Above shown is a single matrix B.

1 Answer
May 29, 2017

#X = [(0,1),(4/5,2/5)]#

Wolfram Alpha confirms this.


Here is another way to do this. We write

#XA = B#,

and

#[(x_1,x_2),(x_3,x_4)][(3a,2b),(-a,b)] = [(-a,b),(2a,2b)]#.

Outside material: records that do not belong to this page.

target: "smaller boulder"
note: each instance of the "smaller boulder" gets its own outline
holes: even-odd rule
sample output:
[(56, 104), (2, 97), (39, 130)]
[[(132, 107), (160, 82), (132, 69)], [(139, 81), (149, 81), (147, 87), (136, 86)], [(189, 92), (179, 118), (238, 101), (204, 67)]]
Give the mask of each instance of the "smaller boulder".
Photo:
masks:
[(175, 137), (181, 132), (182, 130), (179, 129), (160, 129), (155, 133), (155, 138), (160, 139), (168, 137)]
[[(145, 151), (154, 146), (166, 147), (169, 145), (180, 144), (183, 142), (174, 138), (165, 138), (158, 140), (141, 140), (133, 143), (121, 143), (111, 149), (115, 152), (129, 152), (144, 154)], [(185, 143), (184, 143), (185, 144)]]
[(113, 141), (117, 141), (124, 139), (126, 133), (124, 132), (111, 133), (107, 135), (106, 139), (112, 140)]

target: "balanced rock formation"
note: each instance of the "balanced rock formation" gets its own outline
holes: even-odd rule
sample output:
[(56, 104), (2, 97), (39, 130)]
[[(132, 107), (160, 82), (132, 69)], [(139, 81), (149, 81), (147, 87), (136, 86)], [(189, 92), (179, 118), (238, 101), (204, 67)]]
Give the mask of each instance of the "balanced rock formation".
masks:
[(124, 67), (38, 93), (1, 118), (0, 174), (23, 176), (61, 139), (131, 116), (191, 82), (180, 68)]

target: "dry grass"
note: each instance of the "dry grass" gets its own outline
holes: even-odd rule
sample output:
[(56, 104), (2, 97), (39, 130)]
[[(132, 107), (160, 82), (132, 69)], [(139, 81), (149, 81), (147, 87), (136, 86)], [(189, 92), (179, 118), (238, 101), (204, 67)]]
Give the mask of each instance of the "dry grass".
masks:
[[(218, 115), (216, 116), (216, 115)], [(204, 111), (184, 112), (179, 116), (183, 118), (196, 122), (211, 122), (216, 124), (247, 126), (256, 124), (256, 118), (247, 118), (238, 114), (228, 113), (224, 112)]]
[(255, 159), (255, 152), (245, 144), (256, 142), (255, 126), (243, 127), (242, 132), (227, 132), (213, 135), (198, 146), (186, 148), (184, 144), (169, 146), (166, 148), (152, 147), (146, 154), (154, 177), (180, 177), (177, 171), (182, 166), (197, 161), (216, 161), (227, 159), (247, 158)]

From matrix multiplication, we obtain the following system of equations:

#3ax_1-ax_2 = a(3x_1 - x_2) = -a# #" "" "bb((1))#

#2bx_1 + bx_2 = b(2x_1 + x_2) = b# #" "" "" "bb((2))#

#3ax_3 - ax_4 = a(3x_3 - x_4) = 2a# #" "" "" "bb((3))#

#2bx_3 + bx_4 = b(2x_3 + x_4) = 2b# #" "" "" "bb((4))#

From #(1)#, we have:

#3x_1 - x_2 = -1#

#=> x_1 = x_2/3 - 1/3#

From plugging #x_1# into #(2)#, we have:

#2(x_2/3 - 1/3) + x_2 = 5/3 x_2 - 2/3 = 1#

#=> x_2 = 1#
#=> x_1 = 0#

From #(3)#, we have:

#3x_3 - x_4 = 2#

#=> x_3 = 2/3 + x_4/3#

From plugging #x_3# into #(4)#, we have:

#2(2/3 + x_4/3) + x_4 = 5/3x_4 + 4/3 = 2#

#=> x_4 = 2/5#
#=> x_3 = 12/15 = 4/5#

Therefore,

#color(blue)(X = [(0,1),(4/5,2/5)])#

#[(0,1),(4/5,2/5)][(3a,2b),(-a,b)] = [(-a,b),(2a,2b)]#.